Over the last decade of traveling together, we’ve been fortunate to have some amazing experiences. From swimming with sea turtles in Mexico to sipping wine in Macedonia to cruising the Galapagos Islands, we’ve had some spectacular adventures around the world. But our life was by no means always this way. For our first eight years together, we didn’t think we had the time or money to travel.
Our story started in New York City, one of the most expensive cities in the world. Lance lived in a tiny apartment in a marginally-safe neighborhood. I was a few blocks away sharing an apartment with four other recent college grads in a building that was ultimately christened the most rat-infested apartment building in the city. I had debt from college, and after a period of being laid off following September 11, Lance was getting back on his feet. We both worked long days and didn’t have much to show for it. Needless to say, it was a struggle.
In the New York years, travel was a luxury we didn’t have time for and we certainly couldn’t afford. We always prioritized not having credit card debt, and that meant certain purchases and experiences weren’t options for us. For years, we perfected the art of the staycation (at least there was a lot to explore in New York) and spent time with family who lived in different time zones. But we didn’t really travel.
After a few years, Lance got a job opportunity outside of Philadelphia. It was a move we had never planned to make, but it opened up a world of opportunity thanks to the lower cost of living. We could actually afford things in Pennsylvania! We had big dreams.

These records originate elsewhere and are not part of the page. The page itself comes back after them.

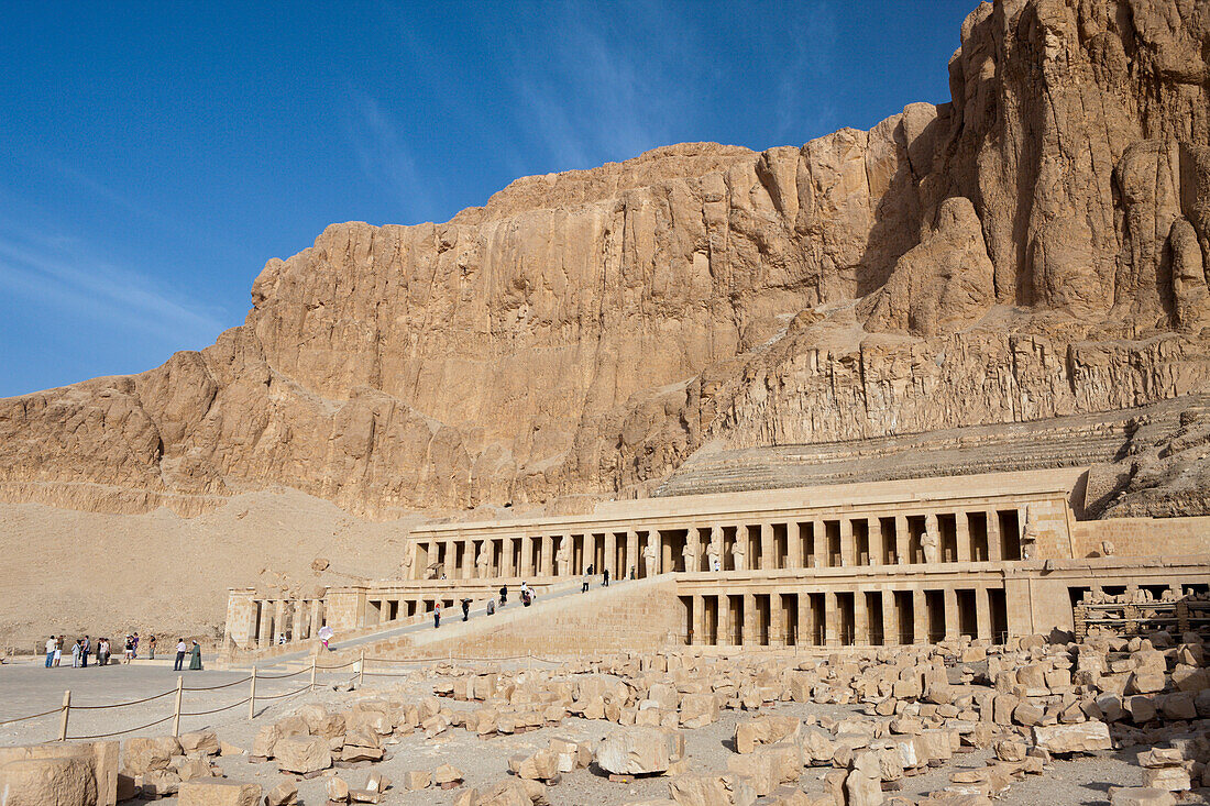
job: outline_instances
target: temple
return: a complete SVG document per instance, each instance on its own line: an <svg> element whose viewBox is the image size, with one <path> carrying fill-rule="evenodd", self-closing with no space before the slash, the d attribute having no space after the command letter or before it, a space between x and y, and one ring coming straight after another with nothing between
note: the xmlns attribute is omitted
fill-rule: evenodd
<svg viewBox="0 0 1210 806"><path fill-rule="evenodd" d="M645 606L679 627L656 644L692 646L1003 643L1073 631L1089 594L1210 589L1210 518L1081 520L1082 477L1064 468L676 495L584 516L428 524L408 536L404 578L301 600L231 589L226 637L247 650L322 624L373 634L523 581L541 599L589 569L594 582L605 570L669 582Z"/></svg>

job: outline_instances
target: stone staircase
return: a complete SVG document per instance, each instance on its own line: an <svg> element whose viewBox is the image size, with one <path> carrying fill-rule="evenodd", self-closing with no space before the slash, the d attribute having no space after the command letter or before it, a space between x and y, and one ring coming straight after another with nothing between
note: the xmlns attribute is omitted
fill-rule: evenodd
<svg viewBox="0 0 1210 806"><path fill-rule="evenodd" d="M1119 457L1139 418L1147 419L1151 437L1175 431L1189 409L1210 410L1210 398L874 439L699 451L655 496L1090 466Z"/></svg>

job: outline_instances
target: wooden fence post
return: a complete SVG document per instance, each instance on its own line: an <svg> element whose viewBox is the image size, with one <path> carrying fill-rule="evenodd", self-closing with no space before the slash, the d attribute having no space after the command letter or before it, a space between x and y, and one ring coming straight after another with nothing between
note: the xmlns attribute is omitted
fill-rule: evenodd
<svg viewBox="0 0 1210 806"><path fill-rule="evenodd" d="M248 695L248 721L257 716L257 667L252 667L252 693Z"/></svg>
<svg viewBox="0 0 1210 806"><path fill-rule="evenodd" d="M180 736L180 698L185 691L185 678L177 678L177 706L172 712L172 735Z"/></svg>
<svg viewBox="0 0 1210 806"><path fill-rule="evenodd" d="M63 714L59 716L59 741L68 741L68 714L71 712L71 690L63 692Z"/></svg>

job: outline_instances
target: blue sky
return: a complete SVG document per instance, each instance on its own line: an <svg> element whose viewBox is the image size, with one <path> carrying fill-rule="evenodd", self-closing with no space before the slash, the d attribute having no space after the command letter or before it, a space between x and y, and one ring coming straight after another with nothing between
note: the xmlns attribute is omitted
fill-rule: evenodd
<svg viewBox="0 0 1210 806"><path fill-rule="evenodd" d="M0 397L204 347L333 221L440 221L519 175L949 100L975 5L13 4Z"/></svg>

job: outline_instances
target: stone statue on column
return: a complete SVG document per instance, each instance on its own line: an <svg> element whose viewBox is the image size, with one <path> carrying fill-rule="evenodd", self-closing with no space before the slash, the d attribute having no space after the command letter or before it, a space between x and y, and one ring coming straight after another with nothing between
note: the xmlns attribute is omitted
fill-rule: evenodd
<svg viewBox="0 0 1210 806"><path fill-rule="evenodd" d="M488 557L488 542L484 541L479 543L479 553L474 557L474 572L480 580L488 578L488 565L491 564L491 558Z"/></svg>
<svg viewBox="0 0 1210 806"><path fill-rule="evenodd" d="M1032 503L1025 505L1025 529L1021 531L1021 559L1033 559L1038 553L1038 536L1042 529L1038 526L1038 516L1033 511Z"/></svg>
<svg viewBox="0 0 1210 806"><path fill-rule="evenodd" d="M744 541L739 535L736 535L736 545L731 547L731 564L737 571L748 570L748 549L744 548Z"/></svg>
<svg viewBox="0 0 1210 806"><path fill-rule="evenodd" d="M647 569L647 576L649 577L655 576L656 575L656 547L652 546L651 543L647 543L643 548L643 563L644 563L644 565Z"/></svg>
<svg viewBox="0 0 1210 806"><path fill-rule="evenodd" d="M924 534L920 536L920 547L924 552L924 562L929 565L941 562L940 532L940 526L937 525L937 516L927 516L924 518Z"/></svg>
<svg viewBox="0 0 1210 806"><path fill-rule="evenodd" d="M559 541L559 551L554 553L554 564L559 571L559 576L567 576L571 574L571 541Z"/></svg>
<svg viewBox="0 0 1210 806"><path fill-rule="evenodd" d="M722 528L710 530L710 546L705 549L707 562L711 571L722 570Z"/></svg>

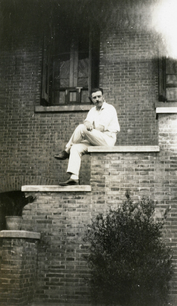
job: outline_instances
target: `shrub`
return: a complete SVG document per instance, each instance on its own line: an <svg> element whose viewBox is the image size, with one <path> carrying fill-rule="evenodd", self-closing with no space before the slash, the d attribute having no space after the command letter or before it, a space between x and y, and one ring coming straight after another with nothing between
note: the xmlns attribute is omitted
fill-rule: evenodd
<svg viewBox="0 0 177 306"><path fill-rule="evenodd" d="M171 250L163 236L168 210L155 219L154 201L133 201L99 213L87 226L92 301L105 305L166 305L172 273Z"/></svg>

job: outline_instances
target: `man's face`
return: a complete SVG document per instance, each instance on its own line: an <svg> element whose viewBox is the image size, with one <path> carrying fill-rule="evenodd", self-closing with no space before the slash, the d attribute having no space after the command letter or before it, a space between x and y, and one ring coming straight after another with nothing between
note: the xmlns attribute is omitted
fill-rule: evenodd
<svg viewBox="0 0 177 306"><path fill-rule="evenodd" d="M104 102L104 96L101 90L92 93L92 100L98 110L100 110Z"/></svg>

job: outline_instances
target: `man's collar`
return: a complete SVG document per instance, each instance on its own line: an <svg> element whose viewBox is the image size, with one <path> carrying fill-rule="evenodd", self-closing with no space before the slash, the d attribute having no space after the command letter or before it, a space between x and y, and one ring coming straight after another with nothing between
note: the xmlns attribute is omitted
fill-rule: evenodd
<svg viewBox="0 0 177 306"><path fill-rule="evenodd" d="M106 101L104 100L104 102L103 102L103 105L102 106L102 107L101 107L101 109L100 109L100 110L103 110L103 109L104 109L104 108L105 108L105 106L106 106Z"/></svg>

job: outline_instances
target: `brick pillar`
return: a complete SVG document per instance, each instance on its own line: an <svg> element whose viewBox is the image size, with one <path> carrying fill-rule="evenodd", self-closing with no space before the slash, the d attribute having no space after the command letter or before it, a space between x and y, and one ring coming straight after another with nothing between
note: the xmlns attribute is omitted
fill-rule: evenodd
<svg viewBox="0 0 177 306"><path fill-rule="evenodd" d="M37 258L38 233L2 231L0 304L23 306L33 301Z"/></svg>

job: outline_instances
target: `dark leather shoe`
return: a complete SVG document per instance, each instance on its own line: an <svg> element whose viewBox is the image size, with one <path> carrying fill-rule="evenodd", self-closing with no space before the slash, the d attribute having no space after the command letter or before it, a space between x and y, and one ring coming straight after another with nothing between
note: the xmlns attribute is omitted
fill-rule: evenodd
<svg viewBox="0 0 177 306"><path fill-rule="evenodd" d="M79 185L79 180L72 180L72 178L69 178L66 182L60 182L59 185L62 186L68 186L70 185Z"/></svg>
<svg viewBox="0 0 177 306"><path fill-rule="evenodd" d="M58 155L54 155L54 157L56 159L58 159L60 160L64 160L65 159L67 159L69 157L69 154L67 153L66 151L62 151L60 154Z"/></svg>

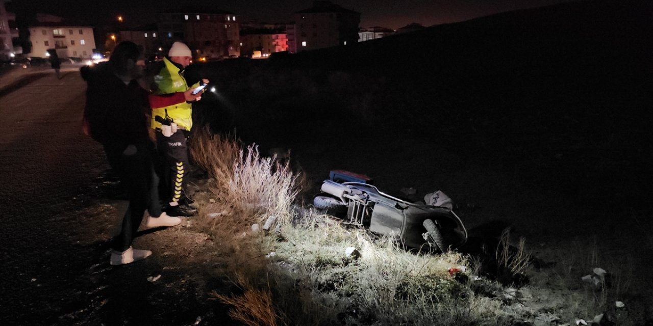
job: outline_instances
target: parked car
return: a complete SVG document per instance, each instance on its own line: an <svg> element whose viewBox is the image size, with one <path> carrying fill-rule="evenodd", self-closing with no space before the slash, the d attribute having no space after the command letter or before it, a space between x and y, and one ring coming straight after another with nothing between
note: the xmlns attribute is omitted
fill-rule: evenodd
<svg viewBox="0 0 653 326"><path fill-rule="evenodd" d="M29 59L22 57L12 58L9 61L8 63L11 66L20 66L25 68L31 67L31 63L29 61Z"/></svg>

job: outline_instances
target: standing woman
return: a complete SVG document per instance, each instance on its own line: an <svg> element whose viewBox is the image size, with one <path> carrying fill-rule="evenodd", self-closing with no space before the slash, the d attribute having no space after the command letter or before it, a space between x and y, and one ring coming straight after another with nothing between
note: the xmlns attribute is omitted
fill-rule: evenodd
<svg viewBox="0 0 653 326"><path fill-rule="evenodd" d="M147 258L150 250L131 246L138 226L148 211L146 226L174 226L177 217L161 212L158 178L154 173L154 145L148 136L150 110L148 92L136 79L143 67L136 64L141 53L138 46L122 42L108 62L81 69L86 81L85 127L104 147L111 166L118 170L120 182L128 192L129 205L123 218L120 234L111 252L111 265L127 264Z"/></svg>
<svg viewBox="0 0 653 326"><path fill-rule="evenodd" d="M50 58L50 67L54 69L54 73L57 75L57 79L61 79L59 70L61 68L61 61L57 55L57 52L54 49L48 49L48 54Z"/></svg>

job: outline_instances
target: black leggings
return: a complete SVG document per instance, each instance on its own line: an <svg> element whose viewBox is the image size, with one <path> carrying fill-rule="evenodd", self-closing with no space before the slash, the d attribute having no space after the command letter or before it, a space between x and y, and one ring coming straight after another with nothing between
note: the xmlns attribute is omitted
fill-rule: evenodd
<svg viewBox="0 0 653 326"><path fill-rule="evenodd" d="M138 149L133 155L107 151L106 156L111 166L118 170L120 183L129 200L120 234L112 245L114 250L123 252L131 246L146 209L152 216L161 214L157 189L159 178L154 172L151 153L148 150Z"/></svg>

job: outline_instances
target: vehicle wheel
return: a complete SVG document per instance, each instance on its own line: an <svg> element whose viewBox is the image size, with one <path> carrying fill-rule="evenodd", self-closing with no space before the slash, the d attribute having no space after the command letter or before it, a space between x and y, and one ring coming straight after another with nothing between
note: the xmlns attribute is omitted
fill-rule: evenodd
<svg viewBox="0 0 653 326"><path fill-rule="evenodd" d="M439 249L441 252L448 252L449 245L447 243L447 241L445 241L444 237L442 236L442 232L440 231L439 226L436 224L432 220L428 218L422 222L422 225L423 225L424 228L426 229L426 233L424 233L424 238L428 237L426 241L435 243L438 245L438 248Z"/></svg>
<svg viewBox="0 0 653 326"><path fill-rule="evenodd" d="M316 196L313 198L313 205L318 209L334 211L342 211L347 207L347 204L343 203L342 200L326 196Z"/></svg>

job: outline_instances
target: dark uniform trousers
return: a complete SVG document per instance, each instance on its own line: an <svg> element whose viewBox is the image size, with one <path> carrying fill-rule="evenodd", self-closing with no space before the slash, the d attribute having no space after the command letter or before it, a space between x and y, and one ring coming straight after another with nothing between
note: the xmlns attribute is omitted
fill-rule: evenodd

But then a funny thing happened—the trappings of a better life took over. We got married and focused on saving, buying a house, and having nice things. We bought cars and whittled down my school debt, little by little. We worked and worked and worked. Our time and money weren’t focused on travel, and we didn’t know how to change that, especially with only a couple of weeks of vacation each year.
Again, it took an unexpected opportunity to shake us from our comfort zone. Lance had started graduate school studying international business. His MBA program required him to study abroad for a few weeks one summer, and the schedule overlapped my birthday. Luckily, partners were welcome for part of the time. Before we knew it, we were heading to Milan, Italy. In between his courses, we traveled to small towns in northern Italy, spent my birthday weekend in Venice, and ended up in Rome. We were hooked!
On the flight back to the U.S. from Italy, we had a “money talk.” How could we keep this going? Where else in the world did we want to travel? How could we make that happen?
We didn’t have a roadmap for our discussion. We didn’t have a plan. We didn’t know what we were doing. But what we did have was a common goal and a shared vision. Our money hadn’t increased, and our work obligations hadn’t changed, but we had a new commitment to work together to see the world. Over the next two years, we cut spending, budgeted, and developed our master plan for world exploration.
We love to share our story of becoming the Travel Addicts and teaching others how they can do it, too. That’s why we are happy to announce that we’ve been asked by Capital One to partner with them to raise awareness for their Money & Relationships campaign—a series of workshops geared towards helping couples establish healthy communication about their money habits. Workshops coming to the Capital One Café in Philadelphia include topics like “Talking Money with Your Honey” and “Your Money. Your Values.” You can see a video of us discussing our financial story on the Capital One website or here:
We are luckier than most. Lance and I have pretty much always been on the same page about travel and money. But that’s not true for everyone. According to a new survey from Capital One, 82% of couples admitted that financial conversations frequently end in arguments. Thankfully, that hasn’t been our experience, but managing finances with your spouse does necessitate taking the needs and wants of your partner into account. The only way to really be aligned is to have those financial conversations.
To further the educational campaign, we will be participating in a live event, Money Matched, at the Capital One Café in Philadelphia (135 S. 17th Street, Philadelphia) on October 18 from 5:00-7:00 pm. Come join us to learn how to make those money conversations a little bit easier. Additional workshops will take place at other Capital One Cafés through October and November (see full schedule here).
This partnership with Capital One is personal for us. For years, we didn’t think we could afford to travel, but we were wrong. What we had to do was work together to align our priorities. Travel doesn’t have to be expensive, but it does require you to have a plan. There’s no better time to start those conversations than today.